E&C Republican Leaders Press Biden EPA for Answers About Grants Awarded to Political Allies

Washington, D.C. — In a new letter to Environmental Protection Agency (EPA) Administrator Michael Reagan, House Energy and Commerce Committee Chair Cathy McMorris Rodgers (R-WA), Subcommittee on Oversight and Investigations Chair Morgan Griffith (R-VA), and Subcommittee on Environment, Manufacturing, and Critical Materials Chair Buddy Carter (R-GA), on behalf of the Oversight and Environment Subcommittee Republicans, are pressing for answers about the recently-awarded Greenhouse Gas Reduction Fund (GGRF) grants.  KEY LETTER EXCERPTS :  “As you know, the Committee has questioned how the Environmental Protection Agency (EPA) planned to distribute the $20 billion available to selected recipients under the new GGRF program, including the $14 billion for the National Clean Investment Fund (NCIF). Specifically, the Committee cited warnings that the EPA could use these large awards to subsidize favored organizations. At a January 30, 2024, Subcommittee on Oversight and Investigations hearing, Committee Chair Cathy McMorris Rodgers highlighted examples of former Biden administration officials and Democratic campaign staff in leadership roles of organizations vying for NCIF funding. Predictably, the EPA’s April 4, 2024, announcement of NCIF recipients confirmed our fears that this program would funnel taxpayer dollars to political allies.” [...] “Other individuals with ties to Democratic politics also lead organizations partnering with these recipients. While the EPA insists it had ethics rules and a fair competition policy in place, doling out billions of dollars to organizations led by politically connected individuals undermines public trust in the legitimacy of the federal financial awards process.

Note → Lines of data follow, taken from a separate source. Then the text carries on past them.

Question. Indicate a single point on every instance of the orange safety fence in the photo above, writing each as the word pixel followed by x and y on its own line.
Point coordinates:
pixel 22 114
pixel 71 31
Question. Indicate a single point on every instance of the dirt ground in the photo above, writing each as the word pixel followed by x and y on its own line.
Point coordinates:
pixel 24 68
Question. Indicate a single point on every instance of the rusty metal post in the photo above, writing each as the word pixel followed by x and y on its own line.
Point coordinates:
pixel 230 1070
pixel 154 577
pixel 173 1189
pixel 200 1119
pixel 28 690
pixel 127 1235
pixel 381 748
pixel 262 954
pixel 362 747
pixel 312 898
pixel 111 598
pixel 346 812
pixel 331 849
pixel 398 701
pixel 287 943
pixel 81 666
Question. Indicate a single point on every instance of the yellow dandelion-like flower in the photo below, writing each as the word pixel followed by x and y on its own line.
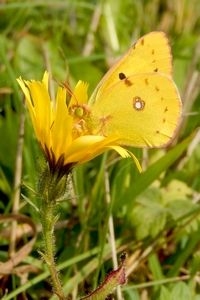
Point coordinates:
pixel 67 132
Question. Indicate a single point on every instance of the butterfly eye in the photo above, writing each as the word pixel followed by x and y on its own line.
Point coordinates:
pixel 138 103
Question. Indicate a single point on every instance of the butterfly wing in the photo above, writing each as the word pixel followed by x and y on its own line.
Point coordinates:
pixel 143 113
pixel 151 53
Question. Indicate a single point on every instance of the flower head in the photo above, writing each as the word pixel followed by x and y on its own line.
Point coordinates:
pixel 66 130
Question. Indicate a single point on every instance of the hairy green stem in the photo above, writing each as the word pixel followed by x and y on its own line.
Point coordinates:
pixel 48 219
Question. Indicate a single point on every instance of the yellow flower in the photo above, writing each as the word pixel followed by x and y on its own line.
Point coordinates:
pixel 66 130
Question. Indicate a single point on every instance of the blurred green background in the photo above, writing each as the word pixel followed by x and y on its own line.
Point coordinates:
pixel 155 213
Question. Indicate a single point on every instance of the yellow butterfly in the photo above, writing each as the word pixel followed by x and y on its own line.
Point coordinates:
pixel 137 100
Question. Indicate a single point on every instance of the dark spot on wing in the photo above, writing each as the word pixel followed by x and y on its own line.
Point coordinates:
pixel 122 76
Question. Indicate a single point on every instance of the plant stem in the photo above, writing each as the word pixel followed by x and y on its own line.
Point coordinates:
pixel 48 219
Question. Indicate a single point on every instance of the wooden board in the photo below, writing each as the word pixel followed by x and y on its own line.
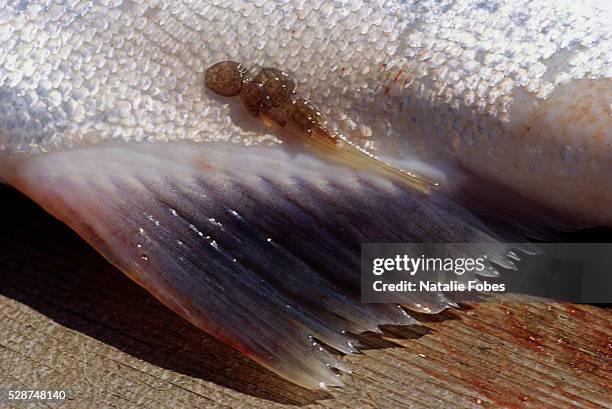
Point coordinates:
pixel 68 320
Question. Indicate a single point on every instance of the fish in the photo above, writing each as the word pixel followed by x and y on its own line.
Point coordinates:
pixel 253 233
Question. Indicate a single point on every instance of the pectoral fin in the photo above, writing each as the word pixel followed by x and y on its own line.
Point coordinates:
pixel 258 246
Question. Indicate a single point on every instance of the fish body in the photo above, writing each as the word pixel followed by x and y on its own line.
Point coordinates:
pixel 106 122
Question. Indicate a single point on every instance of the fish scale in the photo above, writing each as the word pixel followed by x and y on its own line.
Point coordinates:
pixel 98 95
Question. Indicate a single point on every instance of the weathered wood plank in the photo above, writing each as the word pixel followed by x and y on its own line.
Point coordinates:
pixel 69 320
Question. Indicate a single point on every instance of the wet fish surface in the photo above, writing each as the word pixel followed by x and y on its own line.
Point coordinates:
pixel 252 235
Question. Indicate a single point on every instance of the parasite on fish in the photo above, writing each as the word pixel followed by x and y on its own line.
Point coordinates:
pixel 271 94
pixel 225 78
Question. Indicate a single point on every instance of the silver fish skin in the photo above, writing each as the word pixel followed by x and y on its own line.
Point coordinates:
pixel 254 238
pixel 516 91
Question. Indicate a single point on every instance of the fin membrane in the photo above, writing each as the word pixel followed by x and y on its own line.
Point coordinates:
pixel 258 246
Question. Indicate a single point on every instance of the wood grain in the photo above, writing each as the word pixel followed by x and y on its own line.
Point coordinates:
pixel 69 320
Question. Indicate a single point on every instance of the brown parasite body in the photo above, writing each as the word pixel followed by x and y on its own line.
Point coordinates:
pixel 271 95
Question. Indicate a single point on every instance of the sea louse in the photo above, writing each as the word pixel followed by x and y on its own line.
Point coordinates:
pixel 272 93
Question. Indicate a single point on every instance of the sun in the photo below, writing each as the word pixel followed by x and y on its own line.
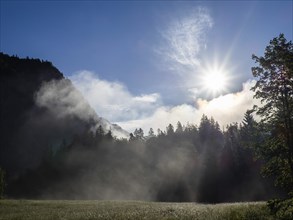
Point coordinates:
pixel 214 80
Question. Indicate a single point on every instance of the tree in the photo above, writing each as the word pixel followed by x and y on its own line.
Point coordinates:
pixel 179 128
pixel 138 134
pixel 151 132
pixel 170 129
pixel 2 183
pixel 274 88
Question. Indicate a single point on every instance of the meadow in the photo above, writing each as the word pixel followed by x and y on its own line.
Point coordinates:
pixel 89 209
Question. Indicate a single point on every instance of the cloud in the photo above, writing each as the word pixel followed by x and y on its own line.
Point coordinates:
pixel 62 99
pixel 186 37
pixel 225 109
pixel 112 100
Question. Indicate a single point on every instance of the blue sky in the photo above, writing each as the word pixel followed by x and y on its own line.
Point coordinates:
pixel 153 52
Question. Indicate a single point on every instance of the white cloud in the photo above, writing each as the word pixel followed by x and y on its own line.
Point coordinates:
pixel 62 99
pixel 112 100
pixel 186 38
pixel 225 109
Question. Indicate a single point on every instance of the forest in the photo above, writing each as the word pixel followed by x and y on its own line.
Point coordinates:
pixel 69 158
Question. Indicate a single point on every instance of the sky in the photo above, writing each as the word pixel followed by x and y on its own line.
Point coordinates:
pixel 150 63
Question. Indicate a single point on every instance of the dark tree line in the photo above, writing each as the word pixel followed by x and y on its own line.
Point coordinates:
pixel 186 163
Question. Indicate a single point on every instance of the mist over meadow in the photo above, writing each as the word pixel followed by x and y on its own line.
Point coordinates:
pixel 55 146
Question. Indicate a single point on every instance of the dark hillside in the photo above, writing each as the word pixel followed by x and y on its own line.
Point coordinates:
pixel 27 129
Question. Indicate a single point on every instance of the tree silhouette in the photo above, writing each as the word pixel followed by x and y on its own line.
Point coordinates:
pixel 274 87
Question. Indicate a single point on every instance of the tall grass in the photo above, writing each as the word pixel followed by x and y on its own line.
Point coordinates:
pixel 45 210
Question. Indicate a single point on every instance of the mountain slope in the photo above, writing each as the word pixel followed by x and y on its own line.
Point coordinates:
pixel 39 110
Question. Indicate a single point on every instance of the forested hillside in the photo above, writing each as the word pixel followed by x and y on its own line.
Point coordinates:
pixel 54 146
pixel 39 110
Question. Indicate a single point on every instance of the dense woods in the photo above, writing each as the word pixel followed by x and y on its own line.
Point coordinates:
pixel 73 159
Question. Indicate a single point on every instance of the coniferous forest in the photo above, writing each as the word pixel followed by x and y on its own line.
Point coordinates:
pixel 45 156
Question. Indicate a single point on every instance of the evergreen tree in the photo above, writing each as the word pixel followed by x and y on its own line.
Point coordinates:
pixel 170 129
pixel 274 87
pixel 151 132
pixel 179 128
pixel 2 183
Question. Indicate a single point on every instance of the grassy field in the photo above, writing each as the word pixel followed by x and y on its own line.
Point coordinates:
pixel 44 209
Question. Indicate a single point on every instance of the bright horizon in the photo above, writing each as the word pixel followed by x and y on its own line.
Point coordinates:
pixel 148 64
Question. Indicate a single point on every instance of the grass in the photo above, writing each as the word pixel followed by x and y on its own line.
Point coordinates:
pixel 74 209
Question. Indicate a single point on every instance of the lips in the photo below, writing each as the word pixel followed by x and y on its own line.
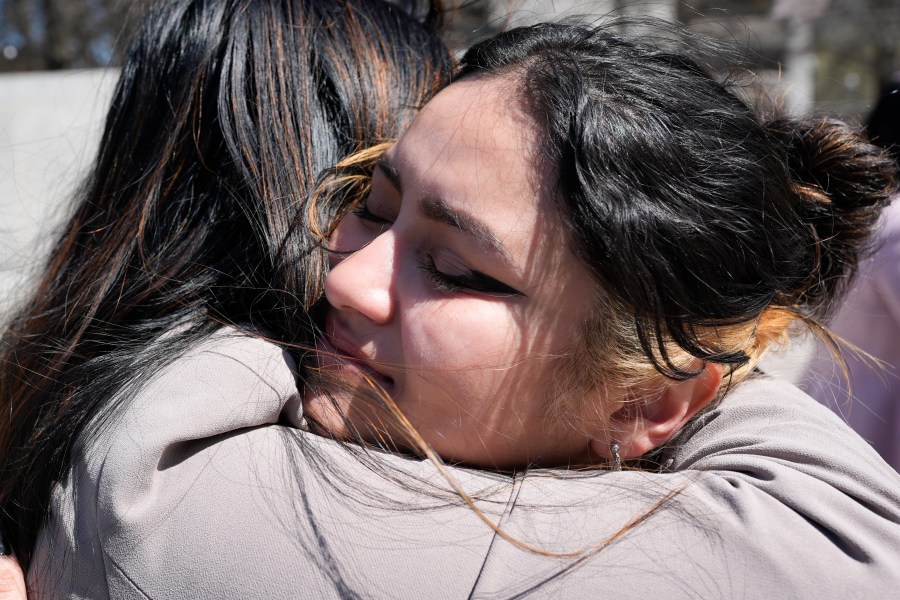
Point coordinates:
pixel 336 351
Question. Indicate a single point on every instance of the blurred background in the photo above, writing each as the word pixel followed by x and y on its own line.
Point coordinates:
pixel 58 59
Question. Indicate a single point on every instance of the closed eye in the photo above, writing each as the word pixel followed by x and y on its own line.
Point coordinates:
pixel 470 280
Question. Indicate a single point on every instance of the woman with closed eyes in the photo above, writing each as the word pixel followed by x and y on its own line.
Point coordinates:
pixel 574 257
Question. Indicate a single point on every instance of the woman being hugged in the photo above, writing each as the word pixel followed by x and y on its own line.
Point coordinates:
pixel 576 255
pixel 224 114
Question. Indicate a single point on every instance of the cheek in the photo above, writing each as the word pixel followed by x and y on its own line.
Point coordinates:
pixel 463 333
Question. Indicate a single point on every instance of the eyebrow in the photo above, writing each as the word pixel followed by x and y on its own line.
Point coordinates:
pixel 436 209
pixel 390 171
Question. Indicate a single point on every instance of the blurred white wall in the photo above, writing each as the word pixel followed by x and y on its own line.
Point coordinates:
pixel 50 123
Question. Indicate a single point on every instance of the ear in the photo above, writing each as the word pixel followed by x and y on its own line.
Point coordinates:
pixel 642 425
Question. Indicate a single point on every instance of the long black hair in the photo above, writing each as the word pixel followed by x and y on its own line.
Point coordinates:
pixel 224 114
pixel 709 228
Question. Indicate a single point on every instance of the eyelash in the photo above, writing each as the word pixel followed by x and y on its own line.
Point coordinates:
pixel 472 280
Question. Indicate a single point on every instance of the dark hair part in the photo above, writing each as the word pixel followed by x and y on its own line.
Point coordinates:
pixel 706 226
pixel 224 114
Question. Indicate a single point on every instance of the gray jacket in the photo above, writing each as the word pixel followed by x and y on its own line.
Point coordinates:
pixel 195 491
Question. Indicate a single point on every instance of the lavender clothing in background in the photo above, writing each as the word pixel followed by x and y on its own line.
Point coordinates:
pixel 870 320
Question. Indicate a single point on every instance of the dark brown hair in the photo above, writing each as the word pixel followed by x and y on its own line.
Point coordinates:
pixel 224 114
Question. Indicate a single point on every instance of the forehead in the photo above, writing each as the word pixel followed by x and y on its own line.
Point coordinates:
pixel 474 145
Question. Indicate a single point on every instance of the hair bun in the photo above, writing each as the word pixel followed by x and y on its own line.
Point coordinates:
pixel 841 183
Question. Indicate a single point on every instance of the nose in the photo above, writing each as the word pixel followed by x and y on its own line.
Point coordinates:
pixel 362 281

It also furthers the concern that this program was created as an excuse to hand out funding to political allies.” The Chairs cited more than a dozen examples of politically connected leaders of organizations to which EPA plans to distribute billions of taxpayer dollars, and have requested a list of all of the nearly two dozen stakeholder meetings the EPA held in designing the program, including the dates, names of the individuals and organizations participating as well as any related minutes or memoranda by May 28, 2024. CLICK HERE to read the full letter. 



May 9, 2024
Press Release

E&C Republicans to HHS Secretary: What Law Requires You to Hide Sexual Abusers?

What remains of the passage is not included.